Anyway, enough banging my head against brick walls, I'll respond to a different poster's more detailed comments.
Purple wrote:Danivon: most of what you say is perfectly true but the question remains: what good can we accomplish (that's worth the cost) by remaining there another two years at present levels?
As I've already said, that is not the plan. The plan is to draw down further this month (from c.84,000 in August to c.68,000 by the start of October), and to continue to reduce troop levels ending up with 20,000 or fewer in 2014.
So the question is moot, unless rephrased to say "what good can we accomplish (that's worth the cost) by taking two years to reduce troop levels?" or something similar.
You write "Allowing the Taliban to establish themselves on the border with Pakistan won't make that country any safer or more stable." They are and have been established both inside and outside Pakistan. According to
Wikipedia: "It is believed one of their current major headquarters is near Quetta in Pakistan." Are we going to significantly alter the level of their establishment over the next two years?

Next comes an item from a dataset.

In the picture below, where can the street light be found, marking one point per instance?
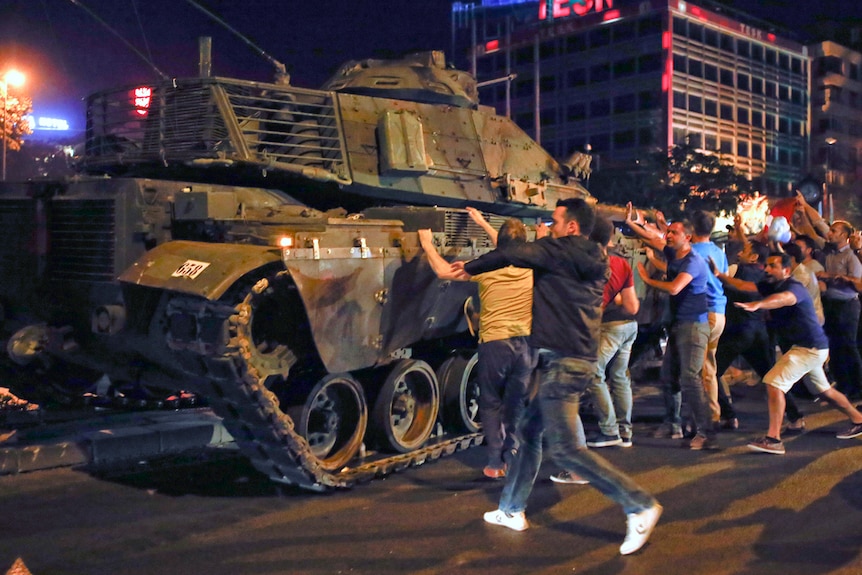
(828, 184)
(10, 78)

Want to find a definite US strategic interest in Afghanistan? Just consider that Pakistan is a nuclear power - practically the definition of strategic - and that through our efforts in Afghanistan what we're really doing is trying to limit the power of radical Islamic elements in both countries.
Indeed. It's been mentioned in the past by both Presidents, and the thing about the Taliban is that they are not the terrorists who attacked the West. Al Qaeda are, and there are links between them, but the Taiban are far more interested in their own areas - Afghanistan and Pakistan.
One way of looking at is is this:
If the Taliban (and by that I mean the more hardcore elements of it) are not being tied down in southern Afghanistan, they have a choice that they can make -
a) consolidate in Afghanistan and try to impose rule over part or all of it
b) spend more effort in Pakistan
Neither of those is particularly palatable. Clearly the latter is a major worry, as a few years ago we saw Taliban/Taliban-like forces drive into central Pakistan and particularly towards the capital and a nuclear installation, as well as serious acts of terror there (particularly the attack on the Sri Lankan cricket team). Since then, things are improved, and I think it's been in part a change within Pakistan, but also the ongoing pressures on them in Afghanistan.
The Taliban is no threat to Pakistan. The Taliban is a big threat to Pakistan. Both these statements are true because there's not just one "Pakistan". There's the "Islamic Republic" of Pakistan, a state built upon intolerance of infidels and which wouldn't be too displeased to turn the clock back a number of centuries, and then there's the modernistic and forward-looking Pakistan, with a diversified and growing economy, a love of cricket, and democratic leanings. Question: by remaining in Afghanistan do we influence Pakistan one way or the other in terms of which Pakistan becomes the predominant one? Do we draw the good Pakistan closer to us? Do we seriously wound the bad?
It is a tough question. If the
only thing we do is remain in Afghanistan until the end of 2014, I'm not sure how much we can influence Pakistan itself. But I think that more than one thing can be done at the same time.
I can get a room in a five-star hotel in Paris and spend one hundred dollars per meal for three squares a day, all for less than $300,000 per year. It
costs a cool million a year to keep one soldier in Afghanistan.
Hmm, well, they are not really comparable costs, and I'm sure you can see why. The per-soldier cost is actually arrived at by dividing the total costs of the commitment by the number of troops there, but that's quite crude - a lot of the costs will be for the hardware being used, transport, support costs that contribute to the overall NATO/allied effort, building costs etc etc.
It's also costly to keep troops trained and based in places like Germany or even on home soil.
To be honest, I think we all agree that we want our troops home, indeed to reduce the numbers of all foreign troops in Afghanistan. The question is really a case of 'how quickly'. No-one on here has argued for an open-ended commitment at current levels. Most advocate a pull out. The question is by when in in what way.